Desde a Antiguidade que a “voluptas” se cola como uma lapa à leitura. A “voluptas” do olhar foi utilizada pelos “editores” em toda a sua extensão para que o leitor pudesse ter uma dose dupla de lascívia: lendo o texto e vendo imagens. Curiosamente, a história do livro também foi, em parte, a história da relação entre o texto e as imagens; a história do livro não seria o que é sem os maravilhosos livros de horas, sem os riquíssimos trabalhos dos iluminadores, sem o incrível talento de desenhadores e gravadores. Ou seja, o “coffee-table book” é uma invenção clássica que a Idade Média pacientemente redefiniu.

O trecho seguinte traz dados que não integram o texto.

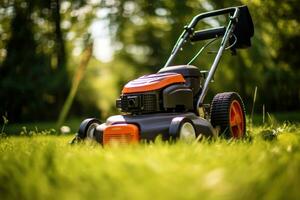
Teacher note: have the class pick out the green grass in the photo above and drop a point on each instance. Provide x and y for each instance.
(47, 167)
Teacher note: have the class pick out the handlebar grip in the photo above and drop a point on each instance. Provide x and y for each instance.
(208, 34)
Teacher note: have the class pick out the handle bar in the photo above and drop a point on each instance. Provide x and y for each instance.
(188, 30)
(208, 34)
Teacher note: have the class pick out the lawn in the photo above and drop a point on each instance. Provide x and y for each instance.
(42, 166)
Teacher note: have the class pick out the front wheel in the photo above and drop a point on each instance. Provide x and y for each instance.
(87, 128)
(228, 113)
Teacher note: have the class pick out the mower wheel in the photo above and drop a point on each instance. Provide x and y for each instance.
(228, 113)
(183, 129)
(87, 128)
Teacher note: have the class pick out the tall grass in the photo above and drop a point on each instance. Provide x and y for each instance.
(46, 167)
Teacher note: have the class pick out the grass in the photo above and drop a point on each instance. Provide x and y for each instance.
(42, 166)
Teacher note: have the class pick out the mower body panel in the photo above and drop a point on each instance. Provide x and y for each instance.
(152, 125)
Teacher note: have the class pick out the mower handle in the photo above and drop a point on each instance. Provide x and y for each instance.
(189, 29)
(208, 34)
(232, 10)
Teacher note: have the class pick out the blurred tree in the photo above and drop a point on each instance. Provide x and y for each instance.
(148, 30)
(34, 77)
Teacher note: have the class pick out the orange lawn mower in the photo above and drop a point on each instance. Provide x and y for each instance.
(169, 103)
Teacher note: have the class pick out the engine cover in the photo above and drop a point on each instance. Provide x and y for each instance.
(166, 91)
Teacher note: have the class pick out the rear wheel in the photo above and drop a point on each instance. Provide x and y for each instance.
(228, 113)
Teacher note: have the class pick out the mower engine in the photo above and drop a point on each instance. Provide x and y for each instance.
(172, 89)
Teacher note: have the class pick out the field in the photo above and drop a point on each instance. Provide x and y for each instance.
(266, 165)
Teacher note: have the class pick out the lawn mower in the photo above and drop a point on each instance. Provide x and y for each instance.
(170, 103)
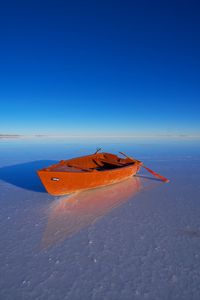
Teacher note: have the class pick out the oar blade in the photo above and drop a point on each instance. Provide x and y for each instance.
(156, 174)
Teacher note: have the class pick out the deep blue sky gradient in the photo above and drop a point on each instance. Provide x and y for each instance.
(100, 67)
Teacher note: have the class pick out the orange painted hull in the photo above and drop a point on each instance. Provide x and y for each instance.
(85, 172)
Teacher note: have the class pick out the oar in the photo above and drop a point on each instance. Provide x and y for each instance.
(149, 170)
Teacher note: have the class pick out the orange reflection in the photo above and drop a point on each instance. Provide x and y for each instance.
(68, 215)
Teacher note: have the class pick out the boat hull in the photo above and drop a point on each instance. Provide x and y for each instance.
(62, 183)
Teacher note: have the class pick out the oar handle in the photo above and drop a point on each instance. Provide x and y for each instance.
(149, 170)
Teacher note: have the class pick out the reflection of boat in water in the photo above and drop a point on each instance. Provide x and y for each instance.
(71, 214)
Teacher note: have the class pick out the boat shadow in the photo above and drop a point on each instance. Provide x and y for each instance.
(68, 215)
(25, 175)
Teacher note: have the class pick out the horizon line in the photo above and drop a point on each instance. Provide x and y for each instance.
(99, 136)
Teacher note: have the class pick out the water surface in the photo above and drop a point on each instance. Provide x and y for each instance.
(139, 239)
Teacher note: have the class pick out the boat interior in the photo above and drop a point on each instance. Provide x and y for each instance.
(91, 163)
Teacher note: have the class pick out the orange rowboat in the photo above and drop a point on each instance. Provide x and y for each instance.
(86, 172)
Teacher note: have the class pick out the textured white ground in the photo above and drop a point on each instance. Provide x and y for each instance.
(147, 247)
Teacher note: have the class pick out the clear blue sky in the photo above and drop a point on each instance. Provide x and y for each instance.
(100, 67)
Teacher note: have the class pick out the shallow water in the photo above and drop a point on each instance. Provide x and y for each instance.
(139, 239)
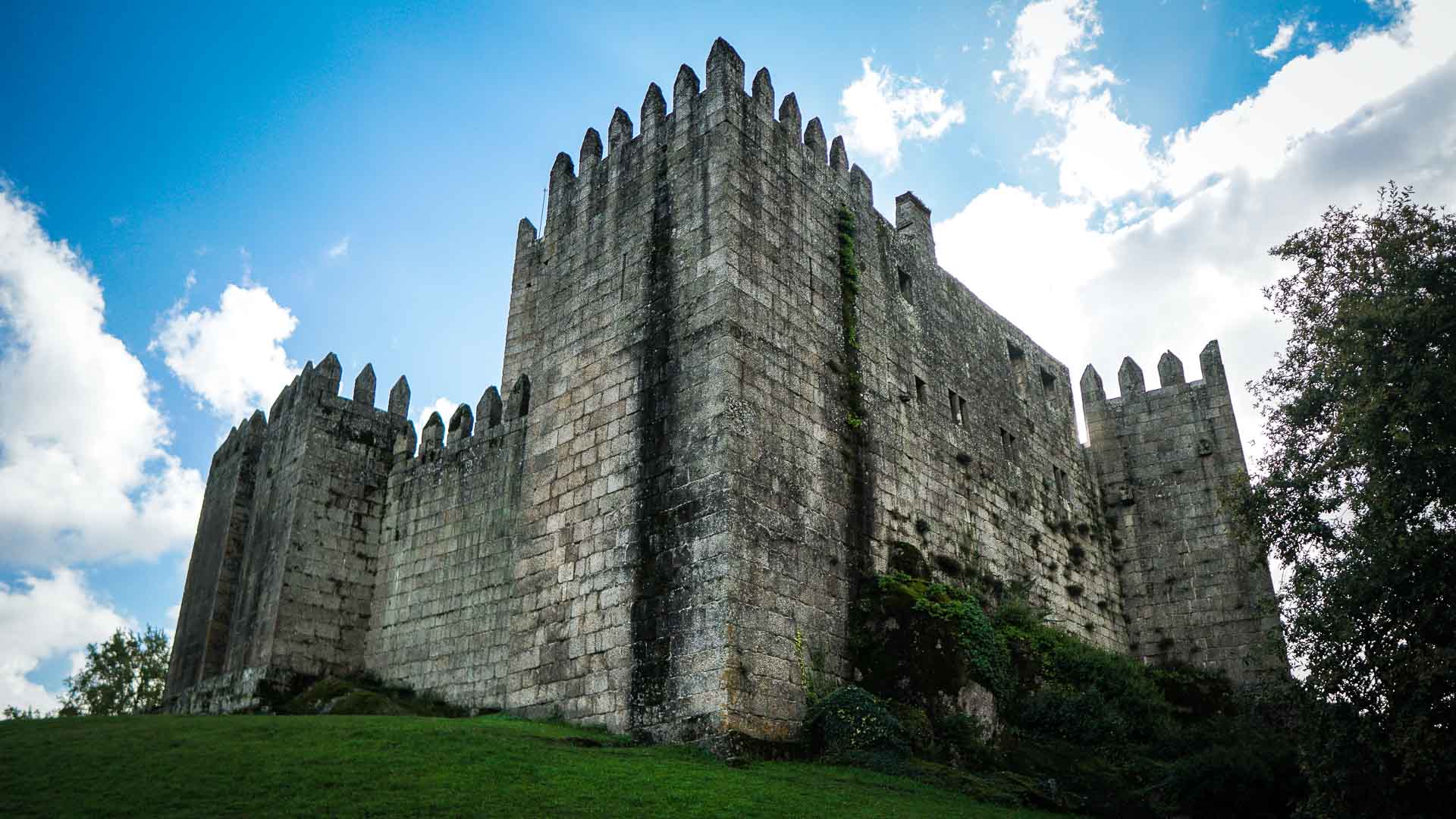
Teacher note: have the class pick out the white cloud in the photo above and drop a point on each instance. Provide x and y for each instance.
(1282, 38)
(44, 618)
(232, 357)
(1310, 95)
(886, 110)
(1027, 257)
(1193, 268)
(441, 406)
(1100, 156)
(83, 465)
(1047, 37)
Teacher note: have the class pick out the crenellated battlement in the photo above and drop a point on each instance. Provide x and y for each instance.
(672, 500)
(1131, 384)
(695, 110)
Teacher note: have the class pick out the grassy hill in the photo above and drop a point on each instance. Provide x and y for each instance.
(347, 765)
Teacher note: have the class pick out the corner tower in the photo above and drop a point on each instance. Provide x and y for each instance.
(1163, 458)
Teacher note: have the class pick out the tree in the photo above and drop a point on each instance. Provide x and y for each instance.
(124, 675)
(1359, 500)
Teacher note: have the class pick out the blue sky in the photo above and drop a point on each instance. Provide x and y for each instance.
(199, 202)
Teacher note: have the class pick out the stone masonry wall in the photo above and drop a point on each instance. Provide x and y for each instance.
(1163, 458)
(443, 598)
(615, 315)
(666, 522)
(328, 576)
(1001, 490)
(218, 554)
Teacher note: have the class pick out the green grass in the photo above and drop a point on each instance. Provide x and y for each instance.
(248, 765)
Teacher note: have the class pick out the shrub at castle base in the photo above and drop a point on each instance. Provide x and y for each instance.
(737, 391)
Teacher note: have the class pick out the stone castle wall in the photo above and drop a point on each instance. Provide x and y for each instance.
(677, 499)
(1191, 591)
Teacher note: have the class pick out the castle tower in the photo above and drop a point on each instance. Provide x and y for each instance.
(1163, 458)
(281, 576)
(733, 392)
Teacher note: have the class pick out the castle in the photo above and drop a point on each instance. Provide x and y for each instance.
(734, 388)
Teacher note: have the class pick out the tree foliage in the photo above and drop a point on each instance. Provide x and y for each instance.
(124, 675)
(1359, 499)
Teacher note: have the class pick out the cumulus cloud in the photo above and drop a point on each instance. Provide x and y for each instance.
(1191, 267)
(441, 406)
(1310, 95)
(884, 110)
(85, 472)
(1044, 49)
(232, 357)
(46, 618)
(1025, 257)
(1282, 38)
(1101, 156)
(1098, 155)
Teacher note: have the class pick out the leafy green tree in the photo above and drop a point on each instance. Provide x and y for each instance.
(124, 675)
(1359, 500)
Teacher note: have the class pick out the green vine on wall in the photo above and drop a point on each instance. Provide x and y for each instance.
(849, 319)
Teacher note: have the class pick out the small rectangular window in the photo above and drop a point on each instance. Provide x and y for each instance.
(1018, 368)
(1009, 445)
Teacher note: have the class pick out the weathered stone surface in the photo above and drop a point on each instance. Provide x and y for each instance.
(674, 493)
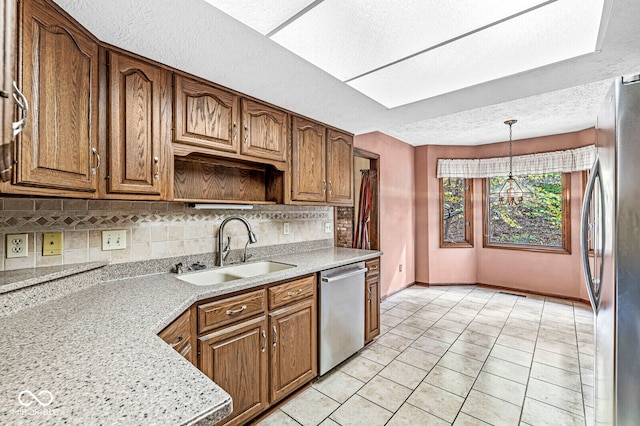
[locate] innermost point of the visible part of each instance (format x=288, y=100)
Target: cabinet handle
x=156, y=162
x=173, y=345
x=275, y=336
x=230, y=312
x=99, y=161
x=21, y=101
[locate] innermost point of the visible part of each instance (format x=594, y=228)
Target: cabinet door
x=58, y=148
x=308, y=161
x=264, y=131
x=134, y=134
x=235, y=358
x=371, y=309
x=205, y=116
x=293, y=347
x=7, y=67
x=340, y=168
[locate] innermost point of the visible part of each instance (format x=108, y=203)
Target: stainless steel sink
x=236, y=272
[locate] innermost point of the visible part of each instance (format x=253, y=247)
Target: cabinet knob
x=231, y=312
x=21, y=101
x=173, y=345
x=98, y=160
x=156, y=162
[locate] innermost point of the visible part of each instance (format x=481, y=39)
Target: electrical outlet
x=328, y=227
x=114, y=240
x=52, y=244
x=17, y=245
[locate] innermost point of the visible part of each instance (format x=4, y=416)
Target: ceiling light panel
x=347, y=38
x=558, y=31
x=262, y=15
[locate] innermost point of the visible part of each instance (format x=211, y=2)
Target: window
x=542, y=220
x=456, y=212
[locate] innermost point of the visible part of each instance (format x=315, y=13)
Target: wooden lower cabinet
x=293, y=347
x=235, y=357
x=260, y=354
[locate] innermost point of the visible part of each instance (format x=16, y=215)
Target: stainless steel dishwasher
x=341, y=314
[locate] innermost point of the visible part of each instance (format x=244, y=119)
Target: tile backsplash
x=154, y=230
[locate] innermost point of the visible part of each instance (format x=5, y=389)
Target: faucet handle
x=226, y=250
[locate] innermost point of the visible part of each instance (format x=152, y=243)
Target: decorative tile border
x=42, y=220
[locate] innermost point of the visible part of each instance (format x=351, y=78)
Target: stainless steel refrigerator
x=611, y=255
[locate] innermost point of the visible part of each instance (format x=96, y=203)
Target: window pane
x=537, y=220
x=453, y=210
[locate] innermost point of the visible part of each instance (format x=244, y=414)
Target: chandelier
x=511, y=193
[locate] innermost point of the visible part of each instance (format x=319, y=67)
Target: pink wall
x=397, y=209
x=547, y=273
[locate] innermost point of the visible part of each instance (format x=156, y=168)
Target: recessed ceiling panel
x=262, y=15
x=347, y=38
x=558, y=31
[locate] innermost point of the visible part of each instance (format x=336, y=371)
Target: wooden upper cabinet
x=340, y=167
x=264, y=131
x=59, y=145
x=308, y=163
x=135, y=159
x=205, y=116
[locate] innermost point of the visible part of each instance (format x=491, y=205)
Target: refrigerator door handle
x=585, y=228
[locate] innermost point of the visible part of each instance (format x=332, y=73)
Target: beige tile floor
x=461, y=355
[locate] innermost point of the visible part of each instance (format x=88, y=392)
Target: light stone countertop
x=98, y=355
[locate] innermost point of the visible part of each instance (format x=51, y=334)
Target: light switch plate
x=17, y=245
x=114, y=240
x=52, y=244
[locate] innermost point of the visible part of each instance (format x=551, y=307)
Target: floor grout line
x=458, y=298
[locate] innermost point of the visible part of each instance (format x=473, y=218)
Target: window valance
x=571, y=160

Fiz uma preguiçosa pesquisa e tentei descobrir os best-sellers do século XV, quando a invenção guttenberguiana fez do livro o que, basicamente, ele continua a ser hoje. Num tempo de incunábulos, o livro que mais se editou foi a Bíblia. Só da Vulgata Latina fizeram-se 133 edições. Tomás de Aquino era, ao que consta, o Dan Brown da altura. Com a vantagem do Vaticano, que se saiba, nunca o ter obrigado a declarar que era ficção a teia que ele armava com os seus fios de cuspo metafísicos e a sua brilhante baba teológica. Também se publicaram clássicos: Cícero, Ovídio, Horácio. Mas a obra de ficção mais lida foi a novela “História de Dois Amantes” do Papa Pio II (que julgo ter por título “Eurialo e Lucrécia” e que deve ser a única narrativa erótica escrita por um Papa).

pio II

a única novela erótica escrita por um Papa

Os livros de auto-ajuda também não se portavam mal: os livrinhos de medicina de Galeno e de Avicena vendiam-se como pãezinhos. Na literatura um pouco mais light, um fólio de grande sucesso foi a Carta de Cristóvão Colombo sobre as ilhas recém-descobertas, impresso em Barcelona no ano de 1493: alcançou 12 edições em 12 meses, antecipando o sucesso que os meus amigos da Gradiva tiveram com o “Codex” do José Rodrigues dos Santos.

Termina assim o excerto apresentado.